You might like to look at the chapters in the MySQL manual and PostgreSQL manual on indexing.
http://en.wikipedia.org/wiki/Hash_table
Hash tables may be used as in-memory data structures. Hash tables may also be adopted for use with persistent data structures; database indices sometimes use disk-based data structures based on hash tables, although balanced trees are more popular.
I guess you could use a hash function to get the ID you want to select from. Like
SELECT * FROM table WHERE value = hash_fn(whatever_input_you_build_your_hash_value_from)
Then you don't need to know the id of the row you want to select and can do an exact query. Since you know that the row will always have the same id because of the input you build the hash value form and you can always recreate this id through the hash function.
However this isn't always true depending on the size of the table and the maximum number of hashvalues (you often have "X mod hash-table-size" somewhere in your hash). To take care of this you should have a deterministic strategy you use each time you get two values with the same id. You should check Wikipedia for more info on this strategy, its called collision handling and should be mentioned in the same article as hash-tables.
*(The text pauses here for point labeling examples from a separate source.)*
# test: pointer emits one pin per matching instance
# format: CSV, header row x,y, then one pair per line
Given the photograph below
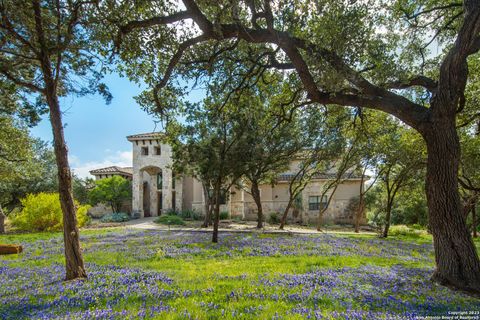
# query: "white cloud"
x,y
117,158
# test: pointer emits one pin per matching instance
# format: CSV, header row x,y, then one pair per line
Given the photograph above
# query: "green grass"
x,y
210,277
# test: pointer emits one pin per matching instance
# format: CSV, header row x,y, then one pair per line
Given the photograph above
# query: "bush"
x,y
223,215
403,230
170,219
171,212
189,214
42,212
116,217
274,218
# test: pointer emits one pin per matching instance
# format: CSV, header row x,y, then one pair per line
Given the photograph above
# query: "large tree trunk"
x,y
457,263
474,220
216,217
388,217
208,208
2,221
256,197
73,253
361,205
285,214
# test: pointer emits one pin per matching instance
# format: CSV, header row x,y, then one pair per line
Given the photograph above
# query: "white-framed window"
x,y
314,202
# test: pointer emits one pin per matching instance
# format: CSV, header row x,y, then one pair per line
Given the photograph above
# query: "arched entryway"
x,y
149,191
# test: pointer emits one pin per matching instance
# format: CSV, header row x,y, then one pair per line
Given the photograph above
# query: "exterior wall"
x,y
145,170
189,191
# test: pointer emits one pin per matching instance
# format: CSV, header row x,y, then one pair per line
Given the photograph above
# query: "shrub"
x,y
171,212
403,230
116,217
189,214
42,212
274,218
223,215
112,191
170,220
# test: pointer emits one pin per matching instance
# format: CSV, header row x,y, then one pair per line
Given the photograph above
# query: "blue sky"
x,y
95,132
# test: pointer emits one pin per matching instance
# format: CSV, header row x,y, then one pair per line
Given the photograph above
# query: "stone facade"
x,y
152,166
155,188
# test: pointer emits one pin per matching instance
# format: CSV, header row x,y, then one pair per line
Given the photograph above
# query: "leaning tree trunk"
x,y
2,221
285,214
474,219
73,253
457,263
388,217
256,197
361,205
216,217
208,211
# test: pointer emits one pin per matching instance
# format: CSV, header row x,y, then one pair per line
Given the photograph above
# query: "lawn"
x,y
182,275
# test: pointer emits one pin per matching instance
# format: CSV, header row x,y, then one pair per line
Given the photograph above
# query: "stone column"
x,y
137,192
179,193
153,194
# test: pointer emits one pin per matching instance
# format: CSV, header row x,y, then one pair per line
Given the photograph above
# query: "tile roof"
x,y
113,170
145,136
319,176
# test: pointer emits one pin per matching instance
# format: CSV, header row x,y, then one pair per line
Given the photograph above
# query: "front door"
x,y
146,200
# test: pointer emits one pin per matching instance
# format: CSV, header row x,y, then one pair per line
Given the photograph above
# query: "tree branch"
x,y
420,81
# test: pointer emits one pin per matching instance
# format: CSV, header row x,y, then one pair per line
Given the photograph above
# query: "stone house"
x,y
157,189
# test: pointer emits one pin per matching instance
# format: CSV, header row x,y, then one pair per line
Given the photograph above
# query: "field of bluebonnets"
x,y
181,275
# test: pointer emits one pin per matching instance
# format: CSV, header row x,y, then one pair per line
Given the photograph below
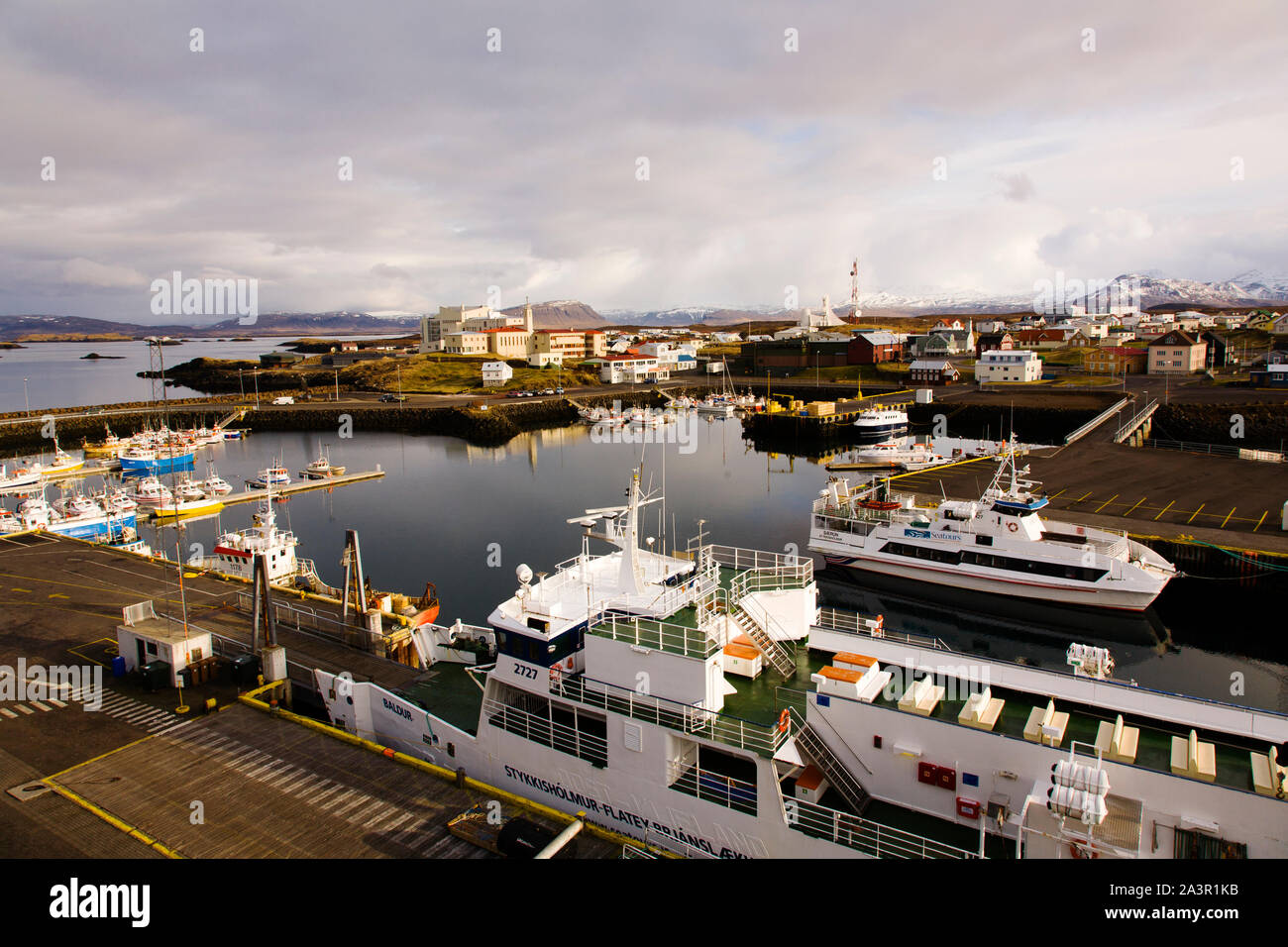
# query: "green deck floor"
x,y
449,692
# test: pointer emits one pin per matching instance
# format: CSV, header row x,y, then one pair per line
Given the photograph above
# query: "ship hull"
x,y
1126,600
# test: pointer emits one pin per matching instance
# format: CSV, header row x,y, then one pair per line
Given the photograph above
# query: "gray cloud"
x,y
518,167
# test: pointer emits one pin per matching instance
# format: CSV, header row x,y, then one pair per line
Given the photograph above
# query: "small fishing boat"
x,y
321,468
214,483
18,480
270,476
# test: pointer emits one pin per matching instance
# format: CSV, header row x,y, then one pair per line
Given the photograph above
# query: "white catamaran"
x,y
999,544
638,688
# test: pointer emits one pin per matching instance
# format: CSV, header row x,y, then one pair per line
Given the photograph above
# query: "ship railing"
x,y
863,835
307,620
743,560
844,523
854,624
687,718
226,646
772,628
653,633
711,787
542,729
797,575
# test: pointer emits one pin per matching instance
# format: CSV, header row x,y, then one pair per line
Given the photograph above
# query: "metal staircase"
x,y
778,657
836,772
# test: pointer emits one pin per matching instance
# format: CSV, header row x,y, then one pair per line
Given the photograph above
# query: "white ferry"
x,y
881,421
890,455
642,688
999,544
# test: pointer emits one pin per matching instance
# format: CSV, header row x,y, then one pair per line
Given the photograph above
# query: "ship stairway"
x,y
778,656
836,772
235,416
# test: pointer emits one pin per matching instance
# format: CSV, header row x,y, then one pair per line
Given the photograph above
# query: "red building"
x,y
870,348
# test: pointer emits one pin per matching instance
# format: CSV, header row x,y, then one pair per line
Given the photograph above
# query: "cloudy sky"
x,y
975,146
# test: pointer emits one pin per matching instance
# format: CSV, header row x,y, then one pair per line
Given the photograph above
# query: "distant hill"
x,y
72,328
567,313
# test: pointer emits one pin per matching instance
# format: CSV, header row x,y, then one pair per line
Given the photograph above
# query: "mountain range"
x,y
1248,289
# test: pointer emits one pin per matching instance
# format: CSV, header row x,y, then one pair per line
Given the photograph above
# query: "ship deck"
x,y
1154,746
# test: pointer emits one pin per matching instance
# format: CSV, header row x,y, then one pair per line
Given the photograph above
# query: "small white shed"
x,y
145,638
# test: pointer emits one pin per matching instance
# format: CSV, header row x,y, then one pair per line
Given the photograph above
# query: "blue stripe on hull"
x,y
97,530
165,466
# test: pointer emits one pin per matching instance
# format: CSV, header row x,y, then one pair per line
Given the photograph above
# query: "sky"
x,y
631,155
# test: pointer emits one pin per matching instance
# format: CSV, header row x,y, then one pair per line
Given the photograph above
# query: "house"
x,y
496,373
1269,376
617,368
871,348
468,342
1041,339
1115,360
1176,354
790,356
993,342
1219,354
935,371
948,342
1009,367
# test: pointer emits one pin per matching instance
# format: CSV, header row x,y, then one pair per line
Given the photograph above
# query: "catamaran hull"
x,y
616,796
1120,599
99,530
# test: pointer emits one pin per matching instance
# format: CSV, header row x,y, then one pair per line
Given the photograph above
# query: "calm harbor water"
x,y
446,510
58,375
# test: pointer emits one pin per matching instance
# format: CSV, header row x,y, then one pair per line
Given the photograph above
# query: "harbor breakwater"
x,y
1256,425
489,427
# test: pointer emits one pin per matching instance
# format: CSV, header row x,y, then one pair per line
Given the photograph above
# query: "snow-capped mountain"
x,y
1247,289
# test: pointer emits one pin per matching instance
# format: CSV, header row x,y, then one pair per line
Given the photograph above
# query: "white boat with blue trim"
x,y
639,688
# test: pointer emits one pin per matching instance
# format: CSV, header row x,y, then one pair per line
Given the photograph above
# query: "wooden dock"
x,y
300,487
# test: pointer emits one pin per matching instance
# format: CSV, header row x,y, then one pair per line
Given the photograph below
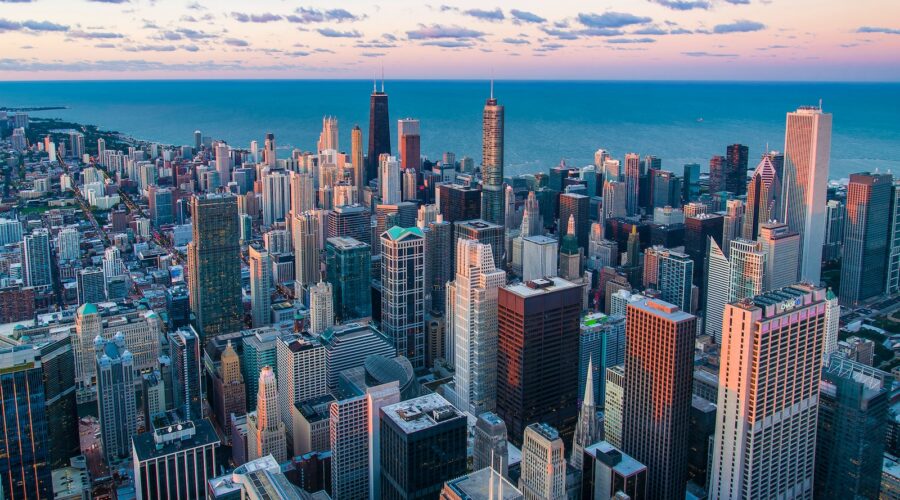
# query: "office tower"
x,y
490,448
589,429
184,353
484,232
265,430
36,254
321,308
306,236
303,192
228,381
762,198
866,237
409,144
835,211
608,473
175,461
570,254
347,262
91,285
276,195
632,177
658,372
269,155
760,409
26,448
853,412
543,464
403,291
214,264
223,163
302,376
492,161
736,157
577,205
116,405
807,153
675,278
473,324
328,138
457,202
423,444
733,223
782,247
614,404
260,286
537,380
697,230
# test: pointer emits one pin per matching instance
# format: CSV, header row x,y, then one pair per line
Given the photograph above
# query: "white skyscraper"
x,y
321,308
265,430
475,326
807,154
389,180
260,286
765,435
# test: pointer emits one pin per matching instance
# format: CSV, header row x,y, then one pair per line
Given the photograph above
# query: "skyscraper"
x,y
348,262
807,154
474,326
214,264
658,373
760,409
115,397
632,182
409,144
25,447
492,161
260,286
543,464
265,430
379,131
866,237
403,291
537,380
762,198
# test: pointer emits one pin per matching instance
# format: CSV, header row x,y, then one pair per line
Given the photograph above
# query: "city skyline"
x,y
615,40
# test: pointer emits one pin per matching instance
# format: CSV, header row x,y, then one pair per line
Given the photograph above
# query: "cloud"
x,y
236,42
516,41
876,29
448,44
611,20
266,17
486,15
630,40
740,26
684,4
439,31
332,33
525,16
94,35
310,15
707,54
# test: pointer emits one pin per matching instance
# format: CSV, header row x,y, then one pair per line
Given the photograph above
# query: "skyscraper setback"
x,y
492,161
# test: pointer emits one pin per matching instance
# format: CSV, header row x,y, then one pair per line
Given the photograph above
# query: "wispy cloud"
x,y
740,26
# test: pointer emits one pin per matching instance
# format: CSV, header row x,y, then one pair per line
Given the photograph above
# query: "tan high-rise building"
x,y
768,402
659,359
265,431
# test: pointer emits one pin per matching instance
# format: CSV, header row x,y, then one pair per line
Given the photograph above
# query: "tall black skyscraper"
x,y
379,130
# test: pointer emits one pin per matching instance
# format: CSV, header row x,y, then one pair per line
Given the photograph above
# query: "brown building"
x,y
658,379
537,358
16,304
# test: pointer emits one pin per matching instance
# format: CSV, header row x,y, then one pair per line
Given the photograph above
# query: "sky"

MySQL probably uses hashtables somewhere because of the O(1) feature norheim.se (up) mentioned.
Hash tables are great for locating entries at O(1) cost where the key (that is used for hashing) is already known. They are in widespread use both in collection libraries and in database engines. You should be able to find plenty of information about them on the internet. Why don't you start with Wikipedia or just do a Google search?
I don't know the details of mysql. If there is a structure in there called "hash table", that would probably be a kind of table that uses hashing for locating the keys. I'm sure someone else will tell you about that. =)
EDIT: (in response to comment)
Ok. I'll try to make a grossly simplified explanation: A hash table is a table where the entries are located based on a function of the key. For instance, say that you want to store info about a set of persons. If you store it in a plain unsorted array, you would need to iterate over the elements in sequence in order to find the entry you are looking for. On average, this will need N/2 comparisons.
If, instead, you put all entries at indexes based on the first character of the persons first name. (A=0, B=1, C=2 etc), you will immediately be able to find the correct entry as long as you know the first name. This is the basic idea. You probably realize that some special handling (rehashing, or allowing lists of entries) is required in order to support multiple entries having the same first letter. If you have a well-dimensioned hash table, you should be able to get straight to the item you are searching for. This means approx one comparison, with the disclaimer of the special handling I just mentioned.